As críticas de 1911 a 1913 mencionam Georgina, mas não se detêm na análise de seus
quadros. Outros poucos nomes de mulher são citados nessas críticas. Todas elas dão
consideradas “as notas mais simpáticas da exposição”, como diz o texto publicado em
setembro de 1913, no Jornal do Commércio. Atribuir simpatia às obras das pintoras (ou a elas
mesmas) significa desqualificá-las do ponto de vista artístico, já que este quesito não aparece
em referência aos pintores homens. Podemos, a partir desse último exemplo, perceber que o
silenciamento sofrido por Georgina constitui reflexo do silenciamento sofrido pelas mulheres
pintoras.
Argumento de autoridade
Ao construir a argumentação, o enunciador deve, antes, definir seu público-alvo,
evitando assim as falácias argumentativas.
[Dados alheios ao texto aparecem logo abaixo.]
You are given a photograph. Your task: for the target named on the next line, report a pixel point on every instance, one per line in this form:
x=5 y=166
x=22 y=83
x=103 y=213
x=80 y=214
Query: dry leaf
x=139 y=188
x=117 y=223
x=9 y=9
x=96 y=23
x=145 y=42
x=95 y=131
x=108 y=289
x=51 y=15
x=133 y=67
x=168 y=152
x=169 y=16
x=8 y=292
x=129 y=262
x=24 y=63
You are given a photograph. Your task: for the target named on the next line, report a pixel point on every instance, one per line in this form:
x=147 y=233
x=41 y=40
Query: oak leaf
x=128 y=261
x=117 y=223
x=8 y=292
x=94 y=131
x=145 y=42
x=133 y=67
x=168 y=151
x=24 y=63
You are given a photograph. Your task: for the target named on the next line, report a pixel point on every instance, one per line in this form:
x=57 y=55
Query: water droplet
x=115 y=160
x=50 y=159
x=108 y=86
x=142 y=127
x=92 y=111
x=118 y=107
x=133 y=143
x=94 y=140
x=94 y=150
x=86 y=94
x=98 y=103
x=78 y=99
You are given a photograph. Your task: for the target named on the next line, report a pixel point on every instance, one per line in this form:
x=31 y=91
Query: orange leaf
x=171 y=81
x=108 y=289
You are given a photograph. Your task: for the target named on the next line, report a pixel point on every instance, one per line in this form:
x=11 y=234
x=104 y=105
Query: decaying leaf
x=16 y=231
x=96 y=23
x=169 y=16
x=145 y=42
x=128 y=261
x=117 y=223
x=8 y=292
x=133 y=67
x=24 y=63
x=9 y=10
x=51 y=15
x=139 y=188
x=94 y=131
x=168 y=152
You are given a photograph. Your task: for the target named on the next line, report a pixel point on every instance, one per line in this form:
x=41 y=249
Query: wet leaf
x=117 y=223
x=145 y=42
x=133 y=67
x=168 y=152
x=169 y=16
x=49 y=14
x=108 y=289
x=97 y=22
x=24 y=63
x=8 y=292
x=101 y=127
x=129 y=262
Conhecer bem o enunciatário possibilita ao
enunciador a utilização de recursos argumentativos adequados ao público a que se dirige,
aumentado as chances de seu discurso ser interpretado como verdadeiro.
As críticas publicadas em jornais e revistas não especializadas pressupõem um leitor
que não possui interesse particular sobre o assunto, podendo eventualmente ler a coluna
destinada ao comentário da arte.
Para convencer este público geral, o crítico de arte vai desenvolver diversos
mecanismos argumentativos para convencer seu leitor da qualidade da obra de determinado
pintor. E um dos processos mais eficientes é o do argumento de autoridade, em que o
enunciador qualifica-se, mostrando domínio sobre o assunto, levando assim o outro a crer na
sua capacidade de julgamento das obras comentadas:

Aa qualidades emotivas, viventes na pequena tela, são flagrantes, não escapam mesmo
aos olhos dos menos experimentados em questão de estética. (Illustração Brasileira
fev./1926)

Um entendido notaria talvez, no conjunto, certa falta de harmonia, de equilíbrio; mas


seria, talvez, uma simples impertinência... (Revista do Brasil, set./1916)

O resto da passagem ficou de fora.